A Cúpula dos Povos é o momento simbólico de um novo ciclo na trajetória de lutas globais que produz novas convergências entre movimentos de mulheres, indígenas, negros, juventudes, agricultores, famílias e camponeses, trabalhadores, povos e comunidades tradicionais, quilombolas, lutadores pelo direito a cidade, e religiões de todo o mundo. As assembleias, mobilizações e a grande Marcha dos Povos foram os momentos de expressão máxima destas convergências.
As instituições financeiras multilaterais, as coalizações a serviço do sistema financeiro, como o G8/G20, a captura corporativa da ONU e a maioria dos governos demonstraram irresponsabilidade com o futuro da humanidade e do planeta e promoveram os interesses das corporações na conferência oficial. Em contraste a isso, a vitalidade e a força das mobilizações e dos debates na Cúpula dos Povos fortaleceram a nossa convicção de que só o povo organizado e mobilizado pode libertar o mundo do controle das corporações e do capital financeiro.
Há vinte anos o Fórum Global, também realizado no Aterro do Flamengo, denunciou os riscos que a humanidade e a natureza corriam com a privatização e o neoliberalismo. Hoje afirmamos que, além de confirmar nossa análise, ocorreram retrocessos significativos em relação aos direitos humanos já reconhecidos. A Rio+20 repete o falido roteiro de falsas soluções defendidas pelos mesmos atores que provocaram a crise global. À medida que essa crise se aprofunda, mais as corporações avançam contra os direitos dos povos, a democracia e a natureza, sequestrando os bens comuns da humanidade para salvar o sistema econômico-financeiro.

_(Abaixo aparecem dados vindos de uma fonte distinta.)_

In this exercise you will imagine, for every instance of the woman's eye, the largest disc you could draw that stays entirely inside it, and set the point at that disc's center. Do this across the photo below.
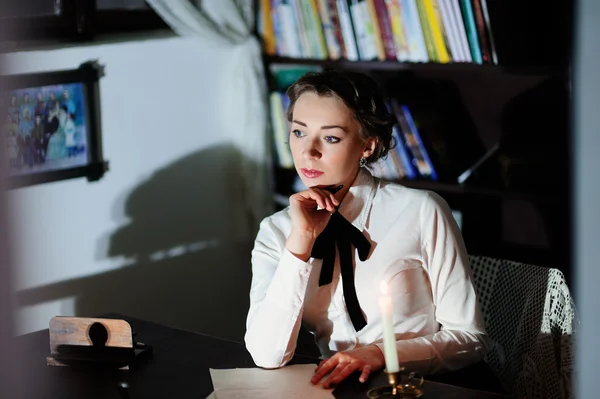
(297, 133)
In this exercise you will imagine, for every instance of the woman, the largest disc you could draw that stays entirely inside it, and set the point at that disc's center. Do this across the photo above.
(404, 237)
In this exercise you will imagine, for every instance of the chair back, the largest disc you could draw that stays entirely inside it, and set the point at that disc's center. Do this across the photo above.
(530, 319)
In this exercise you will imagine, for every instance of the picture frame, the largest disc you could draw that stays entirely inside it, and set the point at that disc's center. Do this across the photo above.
(51, 125)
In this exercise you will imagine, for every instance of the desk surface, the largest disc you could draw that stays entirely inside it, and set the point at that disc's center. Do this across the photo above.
(179, 369)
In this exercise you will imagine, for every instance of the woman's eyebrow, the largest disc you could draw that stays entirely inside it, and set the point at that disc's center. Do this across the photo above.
(322, 127)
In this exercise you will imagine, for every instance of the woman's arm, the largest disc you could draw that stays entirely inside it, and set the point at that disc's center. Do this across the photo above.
(279, 281)
(280, 274)
(462, 339)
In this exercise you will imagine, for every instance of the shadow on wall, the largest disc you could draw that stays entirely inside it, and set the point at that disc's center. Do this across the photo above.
(187, 248)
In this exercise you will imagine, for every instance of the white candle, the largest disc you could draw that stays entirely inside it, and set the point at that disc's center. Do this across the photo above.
(389, 338)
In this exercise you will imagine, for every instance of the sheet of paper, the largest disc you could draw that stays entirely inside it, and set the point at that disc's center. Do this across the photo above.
(291, 382)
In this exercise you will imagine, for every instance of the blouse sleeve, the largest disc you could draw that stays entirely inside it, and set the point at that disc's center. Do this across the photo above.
(462, 339)
(279, 281)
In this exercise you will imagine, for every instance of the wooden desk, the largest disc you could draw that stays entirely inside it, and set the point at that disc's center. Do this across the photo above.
(179, 369)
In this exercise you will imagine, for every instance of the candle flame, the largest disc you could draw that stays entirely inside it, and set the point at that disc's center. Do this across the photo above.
(383, 287)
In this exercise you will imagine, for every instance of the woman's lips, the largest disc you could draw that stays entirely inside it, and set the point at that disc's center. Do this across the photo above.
(311, 173)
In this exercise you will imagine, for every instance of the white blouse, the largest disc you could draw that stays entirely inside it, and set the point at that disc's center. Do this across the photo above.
(416, 248)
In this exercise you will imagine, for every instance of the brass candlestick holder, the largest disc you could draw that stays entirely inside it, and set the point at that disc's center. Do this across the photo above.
(396, 389)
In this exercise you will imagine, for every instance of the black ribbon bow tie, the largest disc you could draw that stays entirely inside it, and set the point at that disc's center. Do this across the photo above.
(342, 232)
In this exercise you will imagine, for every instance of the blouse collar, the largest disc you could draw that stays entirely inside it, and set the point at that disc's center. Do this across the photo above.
(357, 202)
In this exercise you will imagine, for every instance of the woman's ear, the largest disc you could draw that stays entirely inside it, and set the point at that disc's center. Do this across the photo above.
(370, 146)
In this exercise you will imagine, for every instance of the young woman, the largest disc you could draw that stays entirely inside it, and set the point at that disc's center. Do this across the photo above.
(320, 262)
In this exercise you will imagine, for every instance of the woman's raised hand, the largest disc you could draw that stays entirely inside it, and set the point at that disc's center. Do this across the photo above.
(310, 211)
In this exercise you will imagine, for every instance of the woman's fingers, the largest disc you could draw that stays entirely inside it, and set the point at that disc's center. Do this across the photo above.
(341, 373)
(365, 374)
(321, 198)
(323, 369)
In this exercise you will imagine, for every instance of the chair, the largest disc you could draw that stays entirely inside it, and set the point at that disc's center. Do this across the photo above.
(531, 321)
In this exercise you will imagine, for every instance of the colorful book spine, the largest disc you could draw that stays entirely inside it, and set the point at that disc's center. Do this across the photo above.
(416, 39)
(451, 30)
(427, 33)
(347, 31)
(399, 33)
(333, 46)
(471, 27)
(481, 32)
(317, 30)
(337, 28)
(490, 33)
(419, 141)
(386, 29)
(437, 34)
(462, 32)
(376, 33)
(267, 31)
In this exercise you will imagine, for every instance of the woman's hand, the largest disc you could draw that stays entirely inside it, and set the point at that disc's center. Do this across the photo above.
(342, 364)
(310, 211)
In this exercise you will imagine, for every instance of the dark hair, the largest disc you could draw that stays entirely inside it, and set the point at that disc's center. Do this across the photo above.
(361, 95)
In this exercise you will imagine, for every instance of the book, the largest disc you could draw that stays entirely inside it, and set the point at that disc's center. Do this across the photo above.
(471, 29)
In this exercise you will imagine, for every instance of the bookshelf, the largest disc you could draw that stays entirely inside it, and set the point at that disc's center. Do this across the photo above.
(526, 44)
(390, 65)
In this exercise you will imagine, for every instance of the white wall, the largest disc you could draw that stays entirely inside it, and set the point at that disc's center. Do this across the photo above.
(156, 237)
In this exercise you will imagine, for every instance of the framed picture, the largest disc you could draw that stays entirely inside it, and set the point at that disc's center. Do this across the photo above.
(51, 125)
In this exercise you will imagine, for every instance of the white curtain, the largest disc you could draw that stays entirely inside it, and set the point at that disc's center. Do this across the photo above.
(230, 23)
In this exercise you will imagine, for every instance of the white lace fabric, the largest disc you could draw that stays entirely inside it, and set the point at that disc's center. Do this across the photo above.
(531, 321)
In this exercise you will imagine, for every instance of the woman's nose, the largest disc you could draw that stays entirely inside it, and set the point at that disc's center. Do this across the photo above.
(311, 151)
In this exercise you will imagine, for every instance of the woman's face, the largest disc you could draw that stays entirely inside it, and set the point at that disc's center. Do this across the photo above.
(325, 141)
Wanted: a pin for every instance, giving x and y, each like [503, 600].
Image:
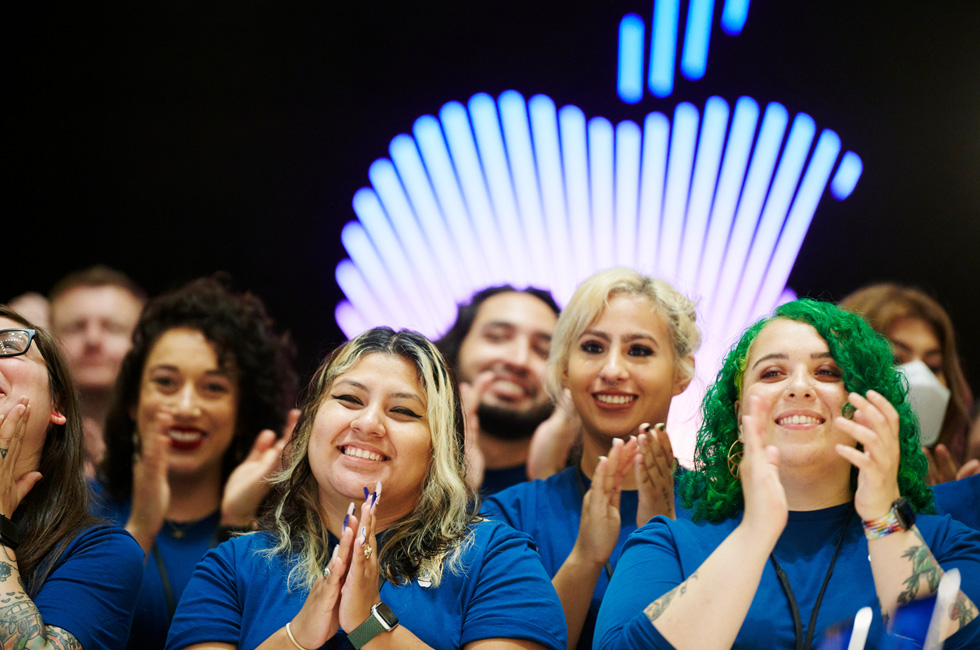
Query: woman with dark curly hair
[190, 435]
[413, 567]
[51, 549]
[807, 466]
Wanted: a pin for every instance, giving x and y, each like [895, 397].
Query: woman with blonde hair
[623, 349]
[412, 567]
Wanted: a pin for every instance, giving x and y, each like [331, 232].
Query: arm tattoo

As múltiplas vozes e forças que convergem em torno da Cúpula dos Povos denunciam a verdadeira causa estrutural da crise global: o sistema capitalista patriarcal, racista e homofóbico.
As corporações transnacionais continuam cometendo seus crimes com a sistemática violação dos direitos dos povos e da natureza com total impunidade. Da mesma forma denunciamos a dívida ambiental histórica que afeta majoritariamente os povos oprimidos do mundo, e que deve ser assumida pelos países altamente industrializados, que ao fim e ao cabo, foram os que provocaram as múltiplas crises que vivemos hoje.

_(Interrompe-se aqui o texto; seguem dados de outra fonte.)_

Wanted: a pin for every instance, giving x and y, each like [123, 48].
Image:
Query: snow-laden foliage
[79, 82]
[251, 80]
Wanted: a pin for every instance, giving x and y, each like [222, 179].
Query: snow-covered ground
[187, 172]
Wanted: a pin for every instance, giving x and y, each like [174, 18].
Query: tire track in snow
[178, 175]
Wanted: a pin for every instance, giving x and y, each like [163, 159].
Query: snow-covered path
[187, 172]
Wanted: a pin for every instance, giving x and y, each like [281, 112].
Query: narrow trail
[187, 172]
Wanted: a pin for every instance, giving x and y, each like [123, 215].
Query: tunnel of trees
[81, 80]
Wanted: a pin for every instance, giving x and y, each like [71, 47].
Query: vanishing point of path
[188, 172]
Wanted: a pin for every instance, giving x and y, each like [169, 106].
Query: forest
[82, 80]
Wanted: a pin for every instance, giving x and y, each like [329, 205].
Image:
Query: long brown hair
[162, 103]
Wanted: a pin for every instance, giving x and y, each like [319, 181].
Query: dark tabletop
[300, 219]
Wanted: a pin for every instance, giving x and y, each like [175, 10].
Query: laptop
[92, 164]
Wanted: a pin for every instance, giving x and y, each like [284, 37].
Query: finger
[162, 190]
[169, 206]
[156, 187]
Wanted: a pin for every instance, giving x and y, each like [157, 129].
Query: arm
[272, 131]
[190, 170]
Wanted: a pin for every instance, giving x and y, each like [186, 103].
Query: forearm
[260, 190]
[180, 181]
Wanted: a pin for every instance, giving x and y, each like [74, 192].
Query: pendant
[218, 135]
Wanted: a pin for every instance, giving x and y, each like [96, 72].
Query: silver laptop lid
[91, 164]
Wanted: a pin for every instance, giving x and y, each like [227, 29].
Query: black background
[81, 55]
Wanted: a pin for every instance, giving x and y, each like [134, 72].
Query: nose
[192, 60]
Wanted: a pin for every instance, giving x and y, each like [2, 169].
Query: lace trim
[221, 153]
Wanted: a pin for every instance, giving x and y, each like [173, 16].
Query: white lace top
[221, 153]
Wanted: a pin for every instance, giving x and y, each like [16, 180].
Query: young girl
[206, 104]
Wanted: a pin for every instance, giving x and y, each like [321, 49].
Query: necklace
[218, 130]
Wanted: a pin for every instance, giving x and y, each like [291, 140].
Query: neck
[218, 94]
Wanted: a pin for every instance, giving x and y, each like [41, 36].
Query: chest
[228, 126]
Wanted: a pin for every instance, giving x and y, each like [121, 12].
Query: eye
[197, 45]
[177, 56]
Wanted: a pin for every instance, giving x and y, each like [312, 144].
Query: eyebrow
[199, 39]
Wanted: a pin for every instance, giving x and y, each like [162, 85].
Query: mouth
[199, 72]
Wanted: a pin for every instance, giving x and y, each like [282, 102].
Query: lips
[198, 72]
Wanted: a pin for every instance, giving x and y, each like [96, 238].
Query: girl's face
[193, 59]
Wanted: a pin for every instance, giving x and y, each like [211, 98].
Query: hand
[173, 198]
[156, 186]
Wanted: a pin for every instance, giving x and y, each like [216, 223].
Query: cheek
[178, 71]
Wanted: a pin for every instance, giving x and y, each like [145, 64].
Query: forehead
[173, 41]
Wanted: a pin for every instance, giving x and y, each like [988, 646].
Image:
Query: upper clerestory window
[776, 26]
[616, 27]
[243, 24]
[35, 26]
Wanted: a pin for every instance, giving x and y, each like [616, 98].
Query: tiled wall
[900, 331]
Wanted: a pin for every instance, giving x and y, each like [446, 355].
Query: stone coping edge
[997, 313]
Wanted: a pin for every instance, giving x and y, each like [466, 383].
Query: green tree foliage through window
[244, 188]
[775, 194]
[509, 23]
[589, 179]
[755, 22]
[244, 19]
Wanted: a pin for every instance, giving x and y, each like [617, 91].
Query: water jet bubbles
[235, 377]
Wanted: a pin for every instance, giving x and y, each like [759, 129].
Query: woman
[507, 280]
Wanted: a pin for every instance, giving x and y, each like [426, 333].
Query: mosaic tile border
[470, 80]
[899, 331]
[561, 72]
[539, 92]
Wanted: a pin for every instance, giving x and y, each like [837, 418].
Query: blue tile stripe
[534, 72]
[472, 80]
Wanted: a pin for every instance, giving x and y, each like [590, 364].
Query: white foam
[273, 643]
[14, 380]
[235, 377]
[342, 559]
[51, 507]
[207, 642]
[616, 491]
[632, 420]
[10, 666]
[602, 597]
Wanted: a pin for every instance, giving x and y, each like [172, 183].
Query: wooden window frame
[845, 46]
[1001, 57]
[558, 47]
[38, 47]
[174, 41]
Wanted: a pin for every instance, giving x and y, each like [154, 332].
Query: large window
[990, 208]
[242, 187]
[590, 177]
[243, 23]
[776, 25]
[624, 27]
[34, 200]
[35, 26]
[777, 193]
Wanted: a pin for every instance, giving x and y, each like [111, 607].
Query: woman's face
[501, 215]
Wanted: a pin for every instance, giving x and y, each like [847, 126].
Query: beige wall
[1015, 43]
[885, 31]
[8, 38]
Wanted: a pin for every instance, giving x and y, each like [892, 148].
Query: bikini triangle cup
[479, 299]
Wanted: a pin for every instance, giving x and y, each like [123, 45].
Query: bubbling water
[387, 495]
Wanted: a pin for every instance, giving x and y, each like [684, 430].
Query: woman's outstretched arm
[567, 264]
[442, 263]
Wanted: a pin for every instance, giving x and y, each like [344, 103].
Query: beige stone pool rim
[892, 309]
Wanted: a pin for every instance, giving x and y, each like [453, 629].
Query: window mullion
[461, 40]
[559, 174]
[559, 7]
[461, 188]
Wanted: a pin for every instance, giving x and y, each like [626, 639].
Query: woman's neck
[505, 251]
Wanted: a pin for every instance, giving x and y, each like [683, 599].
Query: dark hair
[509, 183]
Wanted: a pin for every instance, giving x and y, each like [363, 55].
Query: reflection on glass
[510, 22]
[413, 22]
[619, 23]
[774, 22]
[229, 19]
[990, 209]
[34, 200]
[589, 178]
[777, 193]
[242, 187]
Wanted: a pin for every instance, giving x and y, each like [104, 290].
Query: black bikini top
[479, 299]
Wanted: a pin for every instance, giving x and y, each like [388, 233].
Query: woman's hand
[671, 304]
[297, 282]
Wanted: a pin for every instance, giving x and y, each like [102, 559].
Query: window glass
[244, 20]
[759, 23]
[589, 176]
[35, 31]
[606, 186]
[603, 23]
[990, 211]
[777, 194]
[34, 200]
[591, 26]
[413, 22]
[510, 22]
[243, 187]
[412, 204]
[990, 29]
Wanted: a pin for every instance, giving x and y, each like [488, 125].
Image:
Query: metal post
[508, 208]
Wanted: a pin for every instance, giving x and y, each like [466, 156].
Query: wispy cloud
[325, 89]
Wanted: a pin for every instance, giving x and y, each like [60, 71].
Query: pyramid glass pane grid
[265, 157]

O capitalismo também leva à perda do controle social, democrático e comunitário sobre os recursos naturais e serviços estratégicos, que continuam sendo privatizados, convertendo direitos em mercadorias e limitando o acesso dos povos aos bens e serviços necessários à sobrevivência.
A dita "economia verde"é uma das expressões da atual fase financeira do capitalismo que também se utiliza de velhos e novos mecanismos, tais como o aprofundamento do endividamento público-privado, o super-estímulo ao consumo, a apropriação e concentração das novas tecnologias, os mercados de carbono e biodiversidade, a grilagem e estrangeirização de terras e as parcerias público-privadas, entre outros.

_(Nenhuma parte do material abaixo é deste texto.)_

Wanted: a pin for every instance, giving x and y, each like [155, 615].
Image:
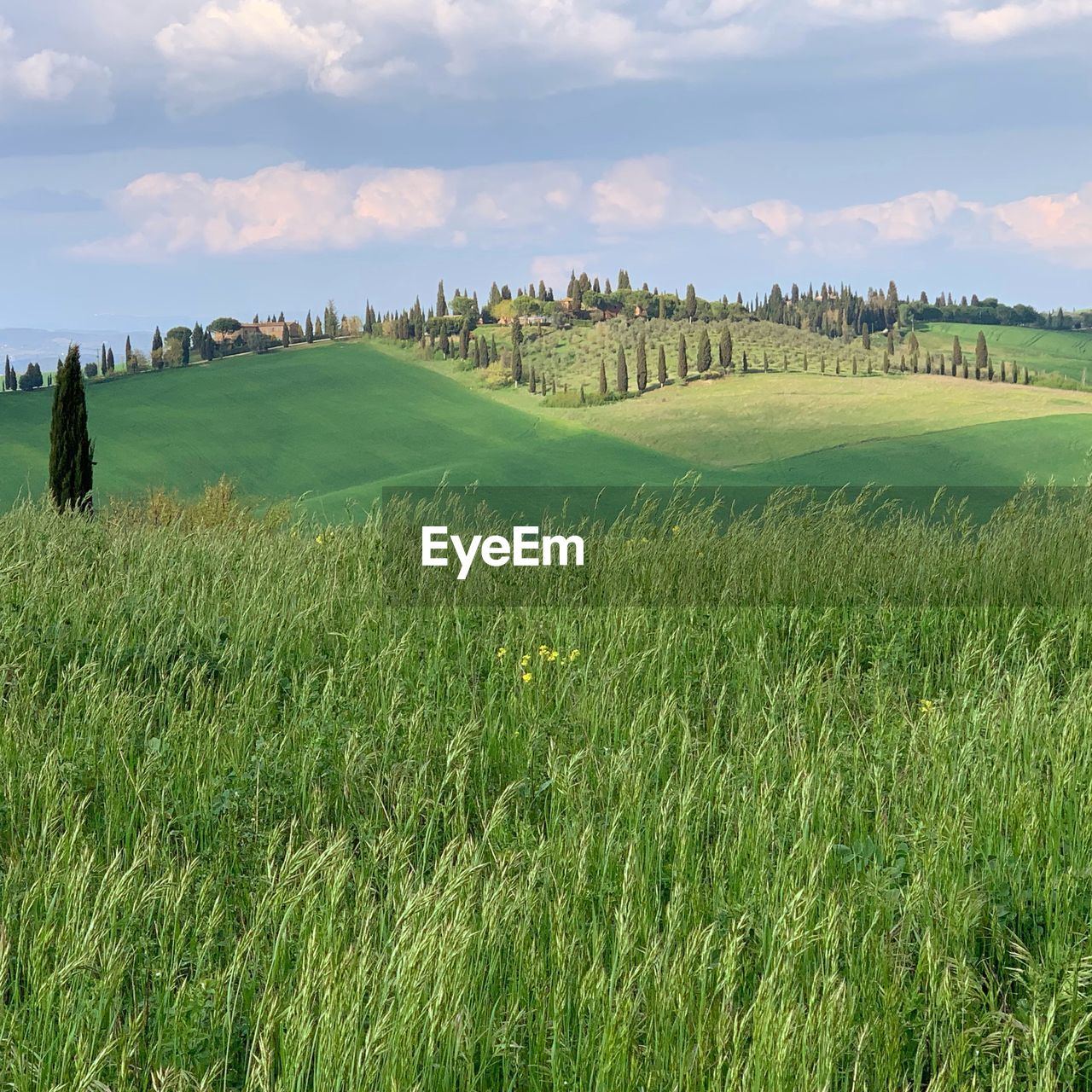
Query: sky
[171, 160]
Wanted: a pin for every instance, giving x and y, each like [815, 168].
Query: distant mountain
[44, 346]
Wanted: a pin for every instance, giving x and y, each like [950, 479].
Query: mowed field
[1065, 351]
[335, 423]
[331, 425]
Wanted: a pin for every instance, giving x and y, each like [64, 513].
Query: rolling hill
[334, 424]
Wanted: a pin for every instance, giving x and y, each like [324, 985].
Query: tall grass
[260, 830]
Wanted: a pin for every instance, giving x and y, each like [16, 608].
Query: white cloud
[1007, 20]
[291, 206]
[635, 194]
[1060, 224]
[67, 85]
[254, 47]
[283, 207]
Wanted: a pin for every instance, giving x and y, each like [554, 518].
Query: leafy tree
[705, 351]
[724, 353]
[70, 448]
[623, 378]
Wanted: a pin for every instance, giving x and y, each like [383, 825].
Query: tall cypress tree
[623, 378]
[70, 448]
[705, 351]
[690, 308]
[725, 350]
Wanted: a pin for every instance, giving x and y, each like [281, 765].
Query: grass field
[335, 423]
[1065, 351]
[260, 831]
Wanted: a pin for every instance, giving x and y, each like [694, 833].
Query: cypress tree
[725, 350]
[623, 377]
[705, 351]
[70, 448]
[690, 307]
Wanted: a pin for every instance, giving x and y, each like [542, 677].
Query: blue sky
[177, 160]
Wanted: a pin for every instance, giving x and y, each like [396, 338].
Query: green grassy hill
[1065, 351]
[336, 423]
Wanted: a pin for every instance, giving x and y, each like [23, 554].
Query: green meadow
[262, 831]
[328, 426]
[1061, 351]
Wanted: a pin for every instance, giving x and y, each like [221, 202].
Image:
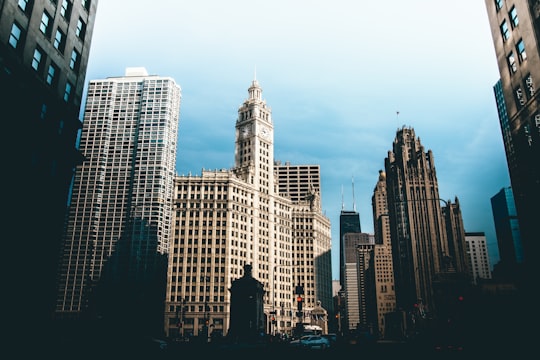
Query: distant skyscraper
[358, 274]
[120, 218]
[516, 38]
[385, 295]
[260, 213]
[478, 257]
[349, 222]
[507, 231]
[418, 229]
[44, 48]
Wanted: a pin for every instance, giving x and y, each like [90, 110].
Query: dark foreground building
[44, 48]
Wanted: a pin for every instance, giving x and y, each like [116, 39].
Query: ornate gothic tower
[419, 242]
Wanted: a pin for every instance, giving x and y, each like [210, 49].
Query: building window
[513, 17]
[36, 59]
[52, 75]
[15, 38]
[65, 9]
[67, 91]
[505, 32]
[81, 29]
[520, 99]
[520, 47]
[25, 6]
[529, 85]
[75, 60]
[511, 59]
[45, 24]
[60, 40]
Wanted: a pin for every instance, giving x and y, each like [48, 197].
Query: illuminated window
[36, 59]
[16, 36]
[74, 62]
[511, 59]
[65, 9]
[67, 91]
[45, 24]
[59, 40]
[81, 29]
[52, 74]
[520, 47]
[513, 17]
[505, 32]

As alternativas estão em nossos povos, nossa história, nossos costumes, conhecimentos, práticas e sistemas produtivos, que devemos manter, revalorizar e ganhar escala como projeto contra-hegemônico e transformador.
A defesa dos espaços públicos nas cidades, com gestão democrática e participação popular, a economia cooperativa e solidária, a soberania alimentar, um novo paradigma de produção, distribuição e consumo, a mudança da matriz energética, são exemplos de alternativas reais frente ao atual sistema agro-urbano-industrial.
A defesa dos bens comuns passa pela garantia de uma série de direitos humanos e da natureza, pela solidariedade e respeito às cosmovisões e crenças dos diferentes povos, como, por exemplo, a defesa do "Bem Viver" como forma de existir em harmonia com a natureza, o que pressupõe uma transição justa a ser construída com os trabalhadores e povos.
Exigimos uma transição justa que supõe a ampliação do conceito de trabalho, o reconhecimento do trabalho das mulheres e um equilíbrio entre a produção e reprodução, para que esta não seja uma atribuição exclusiva das mulheres. Passa ainda pela liberdade de organização e o direito a contratação coletiva, assim como pelo estabelecimento de uma ampla rede de seguridade e proteção social, entendida como um direito humano, bem como de políticas públicas que garantam formas de trabalho decentes.
Afirmamos o feminismo como instrumento da construção da igualdade, a autonomia das mulheres sobre seus corpos e sexualidade e o direito de uma vida livre de violência. Da mesma forma reafirmamos a urgência da distribuição de riqueza e da renda, do combate ao racismo e ao etnocídio, da garantia do direito a terra e território, do direito à cidade, ao meio ambiente e à água, à educação, a cultura, a liberdade de expressão e democratização dos meios de comunicação.
O fortalecimento de diversas economias locais e dos direitos territoriais garantem a construção comunitária de economias mais vibrantes. Estas economias locais proporcionam meios de vida sustentáveis locais, a solidariedade comunitária, componentes vitais da resiliência dos ecossistemas. A diversidade da natureza e sua diversidade cultural associada é fundamento para um novo paradigma de sociedade.
Os povos querem determinar para que e para quem se destinam os bens comuns e energéticos, além de assumir o controle popular e democrático de sua produção. Um novo modelo energético está baseado em energias renováveis descentralizadas e que garanta energia para a população e não para as corporações.
A transformação social exige convergências de ações, articulações e agendas a partir das resistências e alternativas contra hegemônicas ao sistema capitalista que estão em curso em todos os cantos do planeta. Os processos sociais acumulados pelas organizações e movimentos sociais que convergiram na Cúpula dos Povos apontaram para os seguintes eixos de luta:
Contra a militarização dos Estados e territórios;
Contra a criminalização das organizações e movimentos sociais;
Contra a violência contra as mulheres;
Contra as grandes corporações;
Contra a imposição do pagamento de dívidas econômicas injustas;
Pela garantia do direito dos povos à terra e território urbano e rural;
Pela soberania alimentar e alimentos sadios, contra agrotóxicos e transgênicos;
Pela garantia e conquista de direitos;
Pela solidariedade aos povos e países, principalmente os ameaçados por golpes militares ou institucionais, como está ocorrendo agora no Paraguai;
Pela soberania dos povos no controle dos bens comuns, contra as tentativas de mercantilização;
Pela democratização dos meios de comunicação;
Pelo reconhecimento da dívida histórica social e ecológica;
Pela construção do Dia Mundial de Greve Geral;
Voltemos aos nossos territórios, regiões e países animados para construirmos as convergências necessárias para seguirmos em luta, resistindo e avançando contra o sistema capitalista e suas velhas e renovadas formas de reprodução.